In his keynote, Malcolm Hawker simplified two key aspects in the different disciplines. In data governance, one of the main concerns is accuracy and precision for measurement. In taxonomy, the focus is on meaning, or semantics. Bridging the two disciplines is the bringing together of measurement and meaning. AI is a motivating factor in reconciling the two disciplines due to the need for clean, structured data and its use in tagging unstructured content. Although the approaches to relational database focused data management and graph database semantic data are different, they are complimentary functions ensuring the best data quality in an organization.

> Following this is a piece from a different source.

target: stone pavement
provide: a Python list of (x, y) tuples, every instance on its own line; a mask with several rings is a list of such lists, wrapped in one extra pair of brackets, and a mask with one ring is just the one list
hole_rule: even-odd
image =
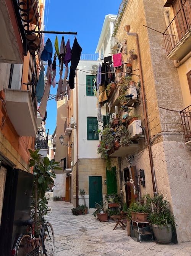
[(55, 236), (54, 256), (190, 256), (191, 242), (159, 244), (155, 241), (134, 241), (126, 230), (113, 229), (113, 221), (100, 222), (92, 213), (73, 215), (71, 203), (53, 201), (46, 219), (52, 225)]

Beyond who creates and owns the data and in which system it lives, organizations may be trending towards moving back to “walled gardens” of data to use in AI. The difference between public tools like ChatGPT and using LLMs within an organization puts the emphasis on what data is shared with the model and which users can see it. Since many AI tools use publicly available information on the Internet, organizations may protect their data and bring more of it in house so it is not available to such tools externally. Similarly, the concept of having a sovereign cloud, in which data is housed in the cloud but designed to meet regional data requirements and regulations, is probably gaining traction. Where there have been so many efforts to make data and content freely available, there is also recognition of which data should be available to machine learning models both to produce reasonable outcomes and to protect organizations and individuals. As states, provinces, countries, and regions pass additional laws about data, privacy, and AI, parsing out which data is subject to which regulations is becoming more difficult. Separating data in sovereign cloud environments may be a key to addressing this challenge.
In Summary
Things are weird, but the foundational value of semantics has not disappeared. The focus has changed and the toolsets we use to create and productionize semantic models have expanded, but the need for clean, accurate, source of truth metadata has only grown in importance.